Workers in Massachusetts are protected by state and federal anti-discrimination laws. No worker can be discriminated against because of race, religion, sex, sexual orientation, color, creed, genetic information, military service, ancestry, age, or disability.
But what good are laws if nobody knows about them? For this reason, it is the law that employers display Massachusetts state discrimination posters in the workplace. The rights of the employees are outlined on the Massachusetts state discrimination posters. This helps both the employers and the employees know what type of treatment is and isn’t acceptable in the workplace.

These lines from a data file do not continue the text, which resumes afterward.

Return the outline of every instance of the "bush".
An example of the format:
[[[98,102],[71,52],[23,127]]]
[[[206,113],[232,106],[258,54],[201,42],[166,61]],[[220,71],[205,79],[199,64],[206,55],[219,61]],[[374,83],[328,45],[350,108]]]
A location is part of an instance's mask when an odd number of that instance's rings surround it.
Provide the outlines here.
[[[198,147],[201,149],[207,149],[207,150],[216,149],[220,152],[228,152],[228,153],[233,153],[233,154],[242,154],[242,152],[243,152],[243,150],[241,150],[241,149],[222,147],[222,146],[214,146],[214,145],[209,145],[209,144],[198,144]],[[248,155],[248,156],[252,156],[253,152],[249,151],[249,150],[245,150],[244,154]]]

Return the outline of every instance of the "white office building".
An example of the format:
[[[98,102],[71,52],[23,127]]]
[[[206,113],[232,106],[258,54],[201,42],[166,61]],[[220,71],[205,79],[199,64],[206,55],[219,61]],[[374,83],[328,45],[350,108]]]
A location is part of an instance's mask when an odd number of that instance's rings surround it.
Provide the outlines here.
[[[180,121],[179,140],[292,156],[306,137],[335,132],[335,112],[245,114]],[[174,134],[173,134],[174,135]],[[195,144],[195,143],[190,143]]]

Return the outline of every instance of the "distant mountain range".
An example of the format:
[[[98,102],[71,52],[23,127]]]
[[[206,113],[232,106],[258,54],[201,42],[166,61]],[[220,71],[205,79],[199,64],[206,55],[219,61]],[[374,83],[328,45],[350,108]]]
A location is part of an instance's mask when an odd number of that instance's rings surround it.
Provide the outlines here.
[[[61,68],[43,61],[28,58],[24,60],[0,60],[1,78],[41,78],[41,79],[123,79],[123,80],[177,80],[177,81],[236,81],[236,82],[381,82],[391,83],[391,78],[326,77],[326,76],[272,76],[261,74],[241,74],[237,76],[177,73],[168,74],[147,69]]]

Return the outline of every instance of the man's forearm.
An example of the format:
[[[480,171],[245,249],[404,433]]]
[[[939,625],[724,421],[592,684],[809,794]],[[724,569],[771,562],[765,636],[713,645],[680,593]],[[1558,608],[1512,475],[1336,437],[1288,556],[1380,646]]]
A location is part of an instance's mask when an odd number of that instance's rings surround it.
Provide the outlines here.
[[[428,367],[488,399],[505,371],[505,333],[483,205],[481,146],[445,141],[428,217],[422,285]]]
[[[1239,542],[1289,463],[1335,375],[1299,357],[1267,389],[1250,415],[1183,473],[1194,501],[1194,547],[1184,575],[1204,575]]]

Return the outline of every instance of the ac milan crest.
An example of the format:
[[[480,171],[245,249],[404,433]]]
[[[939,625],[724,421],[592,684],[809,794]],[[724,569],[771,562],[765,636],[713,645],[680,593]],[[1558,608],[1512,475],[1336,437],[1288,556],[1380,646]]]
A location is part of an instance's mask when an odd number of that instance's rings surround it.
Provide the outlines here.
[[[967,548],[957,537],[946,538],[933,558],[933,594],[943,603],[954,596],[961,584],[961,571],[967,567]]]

Some of the details included on the Massachusetts state discrimination posters are: It’s illegal to run any type of ad that mentions unfair hiring practices. It’s against the law to not hire, to fire, or to fail to promote any qualified person. A woman may not be discriminated against because of pregnancy. No person can be retaliated against for filing a claim of discrimination.
Any employer with at least six part-time or full-time employees is required to follow the anti-discrimination laws. If a person feels he/she has been a victim of discrimination, that person should file a complaint with the Massachusetts Commission Against Discrimination. Unless the alleged victim is hard of hearing, deaf, or represented by an attorney, the person must file the complaint in person. The alleged victim has three hundred days to file the complaint. The complaint may take as long as eightteen months to resolve. The Commisssion never charges a fee for the filing of a complaint.
Most employers are required to follow the anti-discrimination laws set forth by federal and Massachusetts anti-discrimination laws. One law requires employers to display Massachusetts state discrimination posters in the workplace. These posters contain useful information regarding anti-discrimination laws and the rights of employees. This is valuable information for both employers and employees.